Tuesday, December 19, 2006

Next-Gen Sequencing Blips

Two items on next generation sequencing that caught my eye.

First, another company has thrown its hat in the next generation ring: Intelligent Bio-Systems. As detailed in GenomeWeb, it's located somewhere here in the Boston area & is licensing technology from Columbia.

The Columbia group last week published a proof-of-concept paper in PNAS (open access option, so free for all!). The technology involves using reversible terminators -- the labeled terminator blocks further extension, but then can be converted into a non-terminator. Such a concept has been around a long time (I'm pretty sure I heard people floating it in the early-90's) & apparently is close to what Solexa is working on, though Solexa (soon to be Illumina) hasn't published their tech. One proposed advantage is that reversible terminators shouldn't have problems with homopolymers (e.g. CCCCCC) whereas methods such as pyrosequencing may -- and the paper contains a figure showing the contrast in traces from pyrosequencing and their method. The company is also claiming they can have a much faster cycle time than other methods. It will be interesting to see if this holds out.

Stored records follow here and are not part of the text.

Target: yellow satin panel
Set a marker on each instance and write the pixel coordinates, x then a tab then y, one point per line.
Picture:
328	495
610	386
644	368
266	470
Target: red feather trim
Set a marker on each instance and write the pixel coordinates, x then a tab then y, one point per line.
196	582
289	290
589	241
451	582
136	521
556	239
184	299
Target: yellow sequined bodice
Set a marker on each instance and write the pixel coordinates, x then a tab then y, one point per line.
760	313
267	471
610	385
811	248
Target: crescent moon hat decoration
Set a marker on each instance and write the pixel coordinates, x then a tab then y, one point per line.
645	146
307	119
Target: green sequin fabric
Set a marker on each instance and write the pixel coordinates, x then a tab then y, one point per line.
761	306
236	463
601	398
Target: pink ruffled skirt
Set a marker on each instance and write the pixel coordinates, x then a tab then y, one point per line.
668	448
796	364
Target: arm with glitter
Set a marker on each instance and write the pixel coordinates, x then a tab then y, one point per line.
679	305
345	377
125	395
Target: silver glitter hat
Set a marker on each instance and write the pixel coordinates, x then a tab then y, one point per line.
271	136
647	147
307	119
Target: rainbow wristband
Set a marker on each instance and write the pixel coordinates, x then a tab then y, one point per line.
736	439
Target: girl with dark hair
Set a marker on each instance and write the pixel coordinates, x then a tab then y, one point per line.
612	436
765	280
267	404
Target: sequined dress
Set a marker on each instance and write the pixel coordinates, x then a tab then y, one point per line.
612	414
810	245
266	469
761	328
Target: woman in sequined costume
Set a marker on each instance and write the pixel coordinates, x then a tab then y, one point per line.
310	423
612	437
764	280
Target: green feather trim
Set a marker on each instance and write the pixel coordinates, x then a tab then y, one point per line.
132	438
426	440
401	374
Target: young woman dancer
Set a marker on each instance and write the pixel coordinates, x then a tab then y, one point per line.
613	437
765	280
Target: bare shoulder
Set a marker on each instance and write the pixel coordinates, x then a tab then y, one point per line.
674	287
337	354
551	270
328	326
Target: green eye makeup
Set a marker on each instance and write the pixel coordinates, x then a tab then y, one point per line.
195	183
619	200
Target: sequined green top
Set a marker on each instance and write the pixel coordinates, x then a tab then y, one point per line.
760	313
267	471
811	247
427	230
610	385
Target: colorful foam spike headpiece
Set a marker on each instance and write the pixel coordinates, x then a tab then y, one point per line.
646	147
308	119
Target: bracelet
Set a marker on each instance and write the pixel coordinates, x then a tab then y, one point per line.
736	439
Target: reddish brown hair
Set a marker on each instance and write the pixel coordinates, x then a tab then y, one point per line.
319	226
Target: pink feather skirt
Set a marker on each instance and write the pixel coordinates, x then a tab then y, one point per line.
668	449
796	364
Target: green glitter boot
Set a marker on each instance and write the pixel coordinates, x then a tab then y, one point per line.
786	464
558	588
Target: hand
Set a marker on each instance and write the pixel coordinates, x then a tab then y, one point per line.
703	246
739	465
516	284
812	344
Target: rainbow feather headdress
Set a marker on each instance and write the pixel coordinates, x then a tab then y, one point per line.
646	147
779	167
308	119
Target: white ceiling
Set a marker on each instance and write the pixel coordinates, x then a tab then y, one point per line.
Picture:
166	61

Given the very short reads of many of these technologies, everyone knows they won't work on repeats, right? It's nice to see someone choosing to ignore the conventional wisdom. Granger Sutton, who spearheaded TIGR's & then Celera's assembly efforts, has a paper in Bioinformatics describing an assembler using suffix trees which attempts to assemble the repeats anyway while assuming no errors -- but with a high degree of oversampling that may not be a bad assumption. They report significant success:

We ran the algorithm on simulated
error-free 25-mers from the bacteriophage PhiX174 (Sanger, et al.,
1978), coronavirus SARS TOR2 (Marra, et al., 2003), bacteria
Haemophilus influenzae (Fleischmann, et al., 1995) genomes and
on 40 million 25-mers from the whole-genome shotgun (WGS)
sequence data from the Sargasso sea metagenomics project
(Venter, et al., 2004). Our results indicate that SSAKE could be
used for complete assembly of sequencing targets that are 30 kbp
in length (eg. viral targets) and to cluster millions of identical short
sequences from a complex microbial community.